Skip to content

Run-length encoding

Run-length encoding is a method of lossless compression where we replace sequences of repeated data with a single value and a count of how many times it was repeated.

As an example, suppose we had this string of text:

AAAAAAAABBBBBBBCDDDDDDDDDDDDDEEEEEEE

That is:

  • 8 A’s
  • 7 B’s
  • 1 C
  • 13 D’s
  • 7 E’s

It would be much better if, instead of storing each individual character, we just stored the character and how many times it was repeated!

While the underlying encoding would be different in reality, run length encoding would essentially turn the string above into something like:

8A 7B 1C 13D 7E

Stored in binary, that’s a lot less data to store than the original string.

We can do the same with images.
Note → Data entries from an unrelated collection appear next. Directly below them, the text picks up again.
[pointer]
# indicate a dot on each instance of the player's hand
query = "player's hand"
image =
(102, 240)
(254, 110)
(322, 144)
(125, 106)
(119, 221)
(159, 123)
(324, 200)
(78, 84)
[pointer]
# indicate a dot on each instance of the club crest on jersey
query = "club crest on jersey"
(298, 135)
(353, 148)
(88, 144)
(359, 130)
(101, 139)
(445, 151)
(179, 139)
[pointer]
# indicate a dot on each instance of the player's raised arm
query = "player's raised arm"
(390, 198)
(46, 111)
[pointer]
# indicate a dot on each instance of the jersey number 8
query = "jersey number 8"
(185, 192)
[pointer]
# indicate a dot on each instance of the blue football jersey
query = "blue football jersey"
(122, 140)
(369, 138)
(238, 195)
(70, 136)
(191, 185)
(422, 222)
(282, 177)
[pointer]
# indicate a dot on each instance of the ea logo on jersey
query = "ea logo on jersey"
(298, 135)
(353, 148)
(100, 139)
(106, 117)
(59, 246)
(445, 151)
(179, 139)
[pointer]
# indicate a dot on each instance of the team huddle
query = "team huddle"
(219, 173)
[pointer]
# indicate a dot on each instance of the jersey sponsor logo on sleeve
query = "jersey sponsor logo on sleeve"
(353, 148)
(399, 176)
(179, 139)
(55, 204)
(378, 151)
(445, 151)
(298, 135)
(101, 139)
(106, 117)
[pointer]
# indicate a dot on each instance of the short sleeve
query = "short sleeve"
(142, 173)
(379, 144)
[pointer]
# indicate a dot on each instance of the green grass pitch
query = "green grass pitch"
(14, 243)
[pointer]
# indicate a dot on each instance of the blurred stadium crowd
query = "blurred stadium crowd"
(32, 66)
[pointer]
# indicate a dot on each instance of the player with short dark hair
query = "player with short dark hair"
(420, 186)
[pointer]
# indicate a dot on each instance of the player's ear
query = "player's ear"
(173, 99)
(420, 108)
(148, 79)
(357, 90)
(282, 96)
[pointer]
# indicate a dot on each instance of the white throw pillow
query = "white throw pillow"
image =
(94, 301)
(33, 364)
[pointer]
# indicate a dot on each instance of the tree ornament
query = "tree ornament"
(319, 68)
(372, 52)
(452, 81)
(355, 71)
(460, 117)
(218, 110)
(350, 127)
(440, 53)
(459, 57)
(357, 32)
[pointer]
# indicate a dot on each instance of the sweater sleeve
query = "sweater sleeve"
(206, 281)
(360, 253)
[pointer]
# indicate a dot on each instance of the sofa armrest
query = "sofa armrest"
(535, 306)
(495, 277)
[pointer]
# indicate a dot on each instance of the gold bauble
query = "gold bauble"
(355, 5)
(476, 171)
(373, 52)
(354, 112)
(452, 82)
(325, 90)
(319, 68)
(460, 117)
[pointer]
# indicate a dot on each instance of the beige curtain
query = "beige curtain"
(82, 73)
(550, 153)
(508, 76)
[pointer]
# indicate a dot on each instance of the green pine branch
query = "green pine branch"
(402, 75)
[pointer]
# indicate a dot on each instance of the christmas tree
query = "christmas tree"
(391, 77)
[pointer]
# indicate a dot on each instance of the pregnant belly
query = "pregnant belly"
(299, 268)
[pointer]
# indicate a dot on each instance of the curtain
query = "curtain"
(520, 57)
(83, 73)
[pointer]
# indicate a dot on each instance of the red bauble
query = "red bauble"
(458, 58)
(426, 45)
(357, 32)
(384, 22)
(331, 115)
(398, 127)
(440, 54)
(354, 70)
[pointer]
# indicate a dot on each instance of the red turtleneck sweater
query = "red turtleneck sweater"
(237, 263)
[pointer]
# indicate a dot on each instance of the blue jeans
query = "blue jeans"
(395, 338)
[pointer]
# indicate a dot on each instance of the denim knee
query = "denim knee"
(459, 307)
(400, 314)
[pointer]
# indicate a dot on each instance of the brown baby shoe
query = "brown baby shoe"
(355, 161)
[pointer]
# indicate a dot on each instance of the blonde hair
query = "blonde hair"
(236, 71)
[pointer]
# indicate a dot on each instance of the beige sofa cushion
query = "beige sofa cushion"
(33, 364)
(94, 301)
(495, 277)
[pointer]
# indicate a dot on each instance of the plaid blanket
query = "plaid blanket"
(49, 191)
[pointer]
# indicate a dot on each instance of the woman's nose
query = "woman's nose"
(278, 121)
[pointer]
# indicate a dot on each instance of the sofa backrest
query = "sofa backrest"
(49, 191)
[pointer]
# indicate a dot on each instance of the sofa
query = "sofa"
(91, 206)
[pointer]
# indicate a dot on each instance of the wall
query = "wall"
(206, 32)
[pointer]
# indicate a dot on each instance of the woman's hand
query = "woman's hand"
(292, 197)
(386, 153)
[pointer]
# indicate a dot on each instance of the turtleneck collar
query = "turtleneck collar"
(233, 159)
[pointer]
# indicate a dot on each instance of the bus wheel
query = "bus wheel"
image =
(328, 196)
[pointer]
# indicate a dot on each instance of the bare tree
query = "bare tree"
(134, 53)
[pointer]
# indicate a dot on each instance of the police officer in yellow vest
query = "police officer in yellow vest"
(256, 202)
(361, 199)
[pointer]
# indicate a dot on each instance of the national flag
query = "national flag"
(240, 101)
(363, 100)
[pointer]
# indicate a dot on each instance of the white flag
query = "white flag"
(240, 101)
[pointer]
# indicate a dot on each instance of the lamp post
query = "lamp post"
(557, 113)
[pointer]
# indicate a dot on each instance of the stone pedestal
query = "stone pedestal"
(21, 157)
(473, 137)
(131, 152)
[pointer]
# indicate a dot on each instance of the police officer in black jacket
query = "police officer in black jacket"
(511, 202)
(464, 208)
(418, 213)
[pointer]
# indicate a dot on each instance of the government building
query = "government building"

For example, if we had a bitmap image that was 10 pixels wide and 10 pixels high, and the top 5 rows were all red and the rest was all blue, we might store that as something like:

50R 50B
  • All the benefits of lossless compression
  • It’s very simple to implement, and can be very effective for certain types of data, like images with large areas of solid colour, or text with lots of repeated characters.
  • A variation of run length encoding can be used for things like GIFs, where a single video frame or pixel in a certain position can be stored and ‘repeated’ for multiple frames, which can save a lot of space.
  • It can actually make the file size bigger if there aren’t many repeated characters or pixels - for example, if we had a string like ABCDABCDABCD, run-length encoding would turn that into 1A 1B 1C 1D 1A 1B 1C 1D 1A 1B 1C 1D, which is much longer than the original string.
  • It is not very effective for images with lots of detail, like photos, as there aren’t many large areas of solid colour to take advantage of.